Article 231. Tax Collection and Refund Procedure


 1. Amounts of tax unduly withheld by a tax agent from incomes of the taxpayer shall be returned by a tax agent after the taxpayer submits a corresponding application.
 2. Amounts of tax not withheld from natural persons or partially withheld by tax agents shall be collected by such from natural persons until these persons repay in full the tax arrears in the manner stipulated by Article 45 of the present Code.
 3. Amounts of tax not collected as a result of tax evasion by the taxpayer shall be collected for the entire time of tax evasion.
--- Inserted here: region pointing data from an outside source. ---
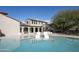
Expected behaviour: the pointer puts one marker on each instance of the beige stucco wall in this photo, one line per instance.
(38, 24)
(9, 26)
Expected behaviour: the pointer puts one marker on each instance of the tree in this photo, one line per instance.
(65, 20)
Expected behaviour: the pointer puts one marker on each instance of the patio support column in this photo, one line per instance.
(28, 29)
(38, 29)
(33, 29)
(41, 29)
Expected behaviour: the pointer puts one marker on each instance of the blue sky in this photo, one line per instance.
(36, 12)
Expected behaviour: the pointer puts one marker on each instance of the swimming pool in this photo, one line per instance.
(54, 44)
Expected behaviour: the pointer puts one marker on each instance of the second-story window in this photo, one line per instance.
(32, 21)
(27, 22)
Article 232. Avoidance of Double Taxation


 1. Amount of tax on incomes received outside the Russian Federation and actually paid outside the Russian Federation by a taxpayer who is a tax resident of the Russian Federation pursuant to the legislation of other states, are not accepted to offset tax payment in the Russian Federation, except as otherwise provided by an appropriate agreement (treaty) on avoidance of double taxation.
 2. For exemption from the tax, offset, or to receive tax deductions or other tax privileges, the taxpayer should present to bodies of the Ministry of Taxation of the Russian Federation official confirmation that he is the resident of the state with which the Russian Federation has an agreement (treaty) on avoidance of double taxation and also a document on the income received and on his tax payment outside of the Russian Federation confirmed by the tax body of a respective foreign state which has been effective during the tax period (or a part thereof) in question. Confirmation can be submitted either before the payment of tax or advance payments on the tax or within one year after the end of that tax period on results of which the taxpayer applies to receive exemption from the tax, offset, tax deductions or privileges.

Article 233. Final Provisions


 Tax benefits granted by legislative (representative) bodies of constituent entities of the Russian Federation as regards amounts of tax remitted pursuant to the legislation of the Russian Federation to their budgets up to the day of entry into force of the present Code, shall be effective during the period for which these tax benefits were granted. If upon the establishment of tax benefits the period of time was not defined during which these tax benefits can be used, such tax benefits shall terminate to operate by decision of legislative (representative) bodies of the Russian Federation.